Researchers propose biologically based classification system for Parkinson’s disease
A team of researchers led by Anthony Lang of the University Health Network and the University of Toronto have proposed a novel classification system for Parkinson’s disease that considers biological features and not just clinical symptoms.
The "SynNeurGe" system, described by Lang and collaborators in a paper , classifies Parkinson’s disease based on three biomarkers: presence or absence of misfolded alpha synuclein protein, which is believed to cause or contribute to the underlying neurodegeneration; evidence of neurodegeneration using imaging techniques; and presence of gene variants that increase disease risk.

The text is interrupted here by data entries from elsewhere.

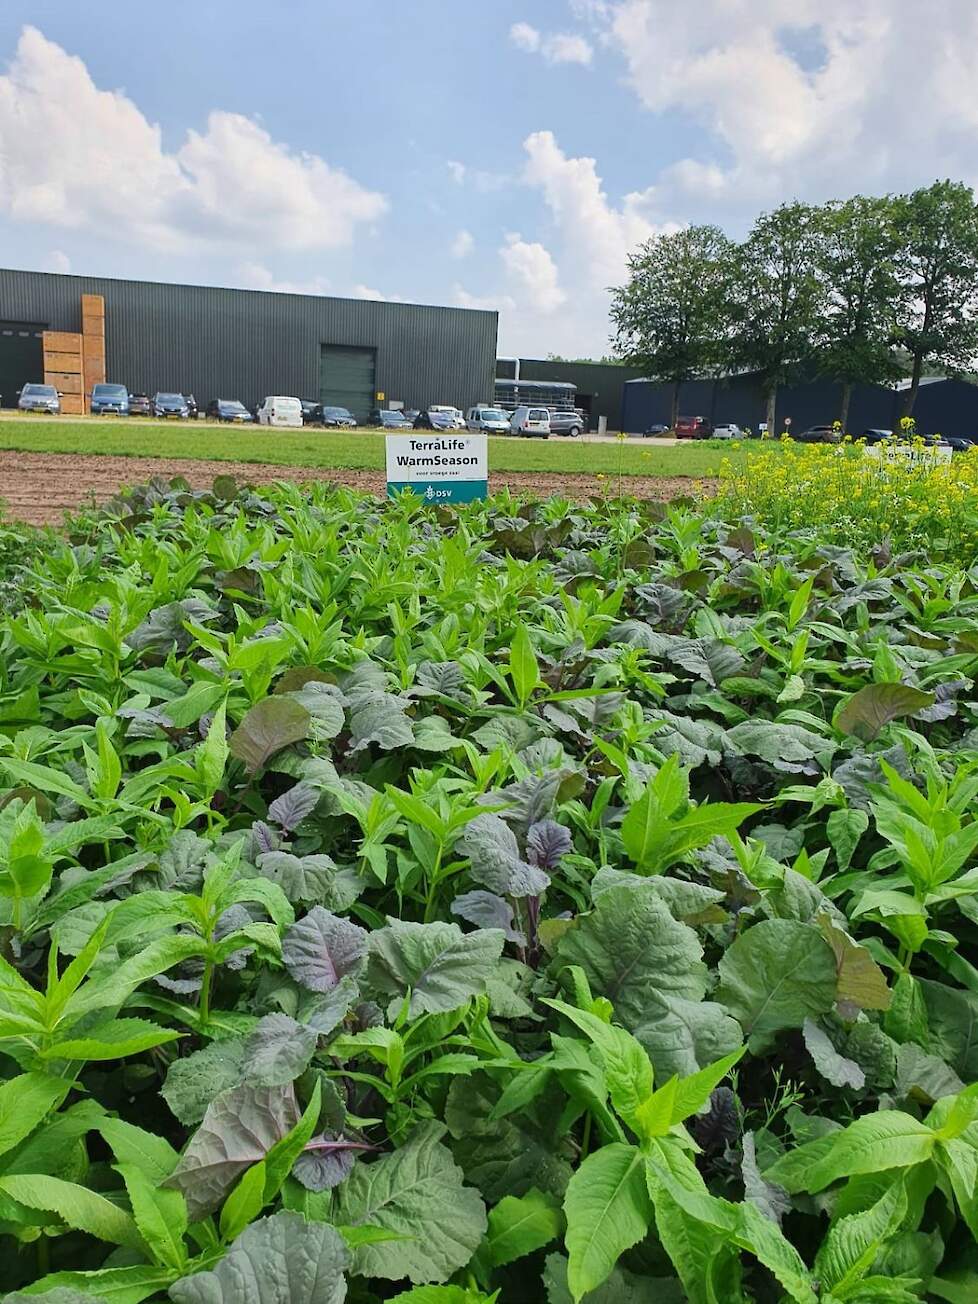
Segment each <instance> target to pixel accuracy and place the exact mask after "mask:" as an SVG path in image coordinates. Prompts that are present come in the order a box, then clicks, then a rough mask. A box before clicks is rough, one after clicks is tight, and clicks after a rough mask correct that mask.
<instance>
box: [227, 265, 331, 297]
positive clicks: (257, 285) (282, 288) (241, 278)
mask: <svg viewBox="0 0 978 1304" xmlns="http://www.w3.org/2000/svg"><path fill="white" fill-rule="evenodd" d="M236 276H237V282H239V284H240V286H241V288H244V289H275V291H278V292H279V293H282V295H329V293H330V292H331V289H333V286H331V283H330V279H329V276H309V278H306V279H305V280H289V279H288V278H283V276H276V275H275V273H274V271H273V270H271V269H270V267H266V266H265V263H263V262H243V263H240V265H239V267H237V271H236Z"/></svg>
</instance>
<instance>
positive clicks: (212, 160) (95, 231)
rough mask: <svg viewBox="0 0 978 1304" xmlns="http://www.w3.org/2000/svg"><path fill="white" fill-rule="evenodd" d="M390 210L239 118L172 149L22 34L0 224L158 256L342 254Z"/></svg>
mask: <svg viewBox="0 0 978 1304" xmlns="http://www.w3.org/2000/svg"><path fill="white" fill-rule="evenodd" d="M386 207H387V201H386V200H385V197H383V196H382V194H378V193H377V192H373V190H369V189H366V188H365V186H363V185H360V184H359V183H357V181H355V180H353V179H352V177H349V176H347V173H346V172H343V171H340V170H338V168H333V167H330V166H329V164H327V163H326V162H325V160H323V159H322V158H319V156H318V155H316V154H305V153H296V151H293V150H289V149H288V146H286V145H282V143H280V142H276V141H274V140H273V138H271V136H270V134H269V133H267V132H266V130H265V129H263V128H262V126H259V125H258V124H257V123H254V121H252V120H250V119H248V117H244V116H243V115H240V113H227V112H219V111H215V112H211V113H210V115H209V117H207V123H206V126H205V129H203V130H202V132H196V130H190V132H188V134H186V138H185V141H184V142H183V143H181V145H180V147H179V149H177V150H176V151H172V153H171V151H167V150H166V149H164V147H163V140H162V133H160V129H159V126H156V125H155V124H153V123H150V121H147V119H146V117H145V116H143V113H142V112H141V111H140V108H138V107H137V106H136V104H134V103H133V102H132V100H130V99H129V98H128V96H126V95H125V94H123V93H121V91H117V90H111V91H108V90H100V89H99V87H98V86H96V85H95V82H94V81H93V78H91V76H90V73H89V70H87V68H86V67H85V64H83V63H82V60H81V59H78V57H76V56H73V55H69V53H68V52H67V51H64V50H63V48H61V47H60V46H57V44H55V42H52V40H48V39H47V38H46V37H44V35H43V34H42V33H40V31H38V30H37V29H35V27H25V29H23V31H22V33H21V38H20V40H18V44H17V52H16V55H14V57H13V60H12V61H10V65H9V68H8V72H7V73H5V74H4V76H0V213H5V214H8V215H9V216H10V218H13V219H14V220H20V222H30V223H43V224H48V226H55V227H64V228H77V230H89V231H94V232H98V233H102V235H111V236H112V237H113V239H123V240H128V241H133V243H137V244H147V245H150V246H153V248H155V249H173V250H181V252H183V250H188V249H201V248H213V246H218V248H224V246H227V245H228V244H231V245H237V246H243V248H249V246H250V248H289V249H317V248H333V246H338V245H346V244H348V243H349V241H351V239H352V237H353V232H355V230H356V227H357V226H359V224H368V223H372V222H374V220H377V219H378V218H379V216H382V215H383V213H385V211H386Z"/></svg>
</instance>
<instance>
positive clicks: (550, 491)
mask: <svg viewBox="0 0 978 1304" xmlns="http://www.w3.org/2000/svg"><path fill="white" fill-rule="evenodd" d="M227 475H231V476H235V477H236V479H237V480H240V481H241V482H243V484H270V482H271V481H275V480H283V481H288V482H292V484H305V482H308V481H310V480H330V481H333V482H334V484H339V485H346V486H347V488H351V489H361V490H364V492H366V493H374V494H383V493H385V490H386V481H385V476H383V472H381V471H346V469H335V468H317V467H283V466H269V464H266V463H259V462H197V460H189V459H170V458H107V456H72V455H65V454H50V452H13V451H0V501H1V502H3V505H4V514H5V515H7V516H8V519H10V520H22V522H26V523H29V524H33V526H48V524H59V523H60V522H61V519H63V516H64V514H65V512H67V511H74V510H77V509H78V507H82V506H91V505H93V503H102V502H104V501H106V499H107V498H111V497H112V494H115V493H117V490H119V489H120V488H121V486H124V485H132V484H138V482H142V481H146V480H149V479H151V477H153V476H166V477H167V479H171V477H172V476H184V477H185V480H186V481H188V482H189V484H192V485H193V486H194V488H207V486H209V485H210V484H211V482H213V480H214V477H215V476H227ZM694 484H695V486H696V488H699V489H703V488H705V484H704V481H692V480H690V479H687V477H682V476H673V477H668V479H664V477H655V476H627V477H626V479H625V481H623V490H625V493H626V494H629V496H632V497H636V498H675V497H679V496H681V494H686V493H691V492H692V489H694ZM490 488H492V489H493V490H498V489H503V488H506V489H511V490H512V492H514V493H532V494H561V496H563V497H569V498H582V499H584V498H591V497H592V496H593V494H602V493H606V494H617V489H618V485H617V479H615V477H614V476H606V477H604V479H600V480H599V479H597V477H596V476H591V475H587V476H582V475H550V473H541V472H519V471H503V472H498V473H497V475H493V477H492V480H490Z"/></svg>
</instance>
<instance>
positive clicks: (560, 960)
mask: <svg viewBox="0 0 978 1304" xmlns="http://www.w3.org/2000/svg"><path fill="white" fill-rule="evenodd" d="M702 957H703V948H702V945H700V943H699V939H698V938H696V934H695V932H694V931H692V928H690V927H687V926H686V925H683V923H679V922H677V921H675V919H673V917H672V914H670V911H669V908H668V906H666V904H665V902H664V901H662V898H661V896H660V895H659V893H657V891H656V888H655V885H653V882H652V880H644V882H643V880H642V879H636V880H634V882H631V883H627V884H621V885H617V887H613V888H608V889H606V891H602V892H601V893H600V896H599V897H597V898H596V901H595V909H593V910H592V911H591V914H588V915H584V917H582V918H579V919H578V921H576V925H575V927H572V928H570V930H569V931H567V932H565V934H563V936H562V938H561V940H559V943H558V945H557V956H556V961H554V968H556V970H558V969H559V968H562V966H565V965H579V966H580V969H582V970H583V971H584V974H585V975H587V979H588V982H589V983H591V988H592V991H593V992H595V994H596V995H600V996H606V998H608V999H609V1000H610V1001H612V1005H613V1007H614V1013H615V1017H617V1018H618V1021H619V1022H622V1024H623V1025H625V1028H627V1029H629V1031H631V1033H632V1034H634V1037H635V1038H636V1039H638V1041H639V1042H640V1043H642V1045H643V1046H644V1047H645V1050H647V1051H648V1055H649V1059H651V1060H652V1064H653V1067H655V1071H656V1077H657V1078H661V1080H665V1078H668V1077H672V1076H673V1073H678V1074H679V1076H681V1077H683V1076H686V1074H690V1073H695V1072H698V1071H699V1069H700V1068H703V1067H704V1065H705V1064H712V1063H713V1061H715V1060H719V1059H721V1058H722V1056H724V1055H728V1054H729V1052H730V1051H733V1050H734V1047H735V1046H739V1043H741V1042H742V1039H743V1038H742V1034H741V1029H739V1025H738V1024H737V1022H735V1021H734V1020H733V1018H730V1017H729V1015H728V1013H726V1012H725V1011H724V1008H722V1007H721V1005H717V1004H715V1003H713V1001H707V1000H704V999H703V998H704V996H705V992H707V968H705V965H704V964H703V958H702ZM833 973H835V970H833Z"/></svg>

The researchers argue that such a classification system is necessary to advance the development of tailored treatments for Parkinson’s disease.
“This is a complex group of disorders that may cause similar symptoms, but biologically they're very different,” says Lang, a senior scientist and Lily Safra Chair in Movement Disorders at UHN and a professor in the department of medicine and the Tanz Centre for Research in Neurodegenerative Disease at 鶹Ƶ’s Temerty Faculty of Medicine, where he holds the Jack Clark Chair for Parkinson’s Disease Research
“If we cannot find ways to subdivide patients biologically, then applying a therapy designed to affect one biological pathway may not be effective in another group of patients that doesn't have that same pathway involved – and we won’t really have precision or personalized medicine for Parkinson’s disease.”
Currently, Parkinson’s disease is classified based on clinical presentation and symptoms, but the disease can affect the brain for years, possibly even decades, before symptoms appear. For future therapies to treat the underlying disease rather than just the symptoms, patients will need early intervention and treatments tailored to the biological features of the disease, researchers say.
Similar approaches are being used for other diseases – cancer treatments vary not only by the location of tumors but also their molecular features, and the development of drugs for Alzheimer’s disease is increasingly guided by the specific biological mechanisms involved in the disease.
The SynNeurGe classification system, while based on the three key biomarkers, also considers whether clinical features are present. The different combinations of biomarkers classify the disease into various sub-types.
Lang and co-authors note that such a classification should only be used for research at present, although it will almost certainly have clinical applications.
“Eventually we will see a biological approach influencing clinical care, particularly when we finally have effective disease-modifying therapies,” says Lang. “We currently don’t know how important these biomarkers actually are.
"We need large-scale prospective studies of biomarkers, imaging and clinical features to interpret the results, give patients accurate information about their diagnosis and provide appropriate treatment.”
Lang’s team plans to start conducting such studies of cerebrospinal fluid, skin and blood to look for biomarkers of different sub-types of Parkinson’s disease that will help inform the classification system and the development of tailored therapies.
“Now is the time to think about these diseases not solely based on their clinical manifestations, but to look at the biology and try to separate different biological subtypes so we can ultimately improve treatment for this disease,” Lang says.
Professor Graham Collingridge, director of the Tanz Centre, says Lang and his team’s “landmark paper” is poised to have a significant impact on clinical practice around Parkinson's. “I am delighted that our researchers have played such a key role in this important biological classification,” Collingridge says.
Lang says research by Tanz Centre scholars has contributed significantly to the body of knowledge used to develop the proposed biological classification.
For example, Professor Ekaterina Rogaeva’s research on the genetics and epigenetics of Parkinson’s disease has shown that multiple genes and environments can influence Parkinson’s risk, highlighting the need to tailor therapies based on a patient’s genetic makeup.
Other researchers – including Anurag Tandon, Joel Watts, Martin Ingelsson and Gabor Kovacs – have been studying the role of misfolded alpha synuclein in neurodegeneration as well as cases of Parkinson’s disease where alpha synuclein is absent – which informed how Lang’s team included the protein in the classification.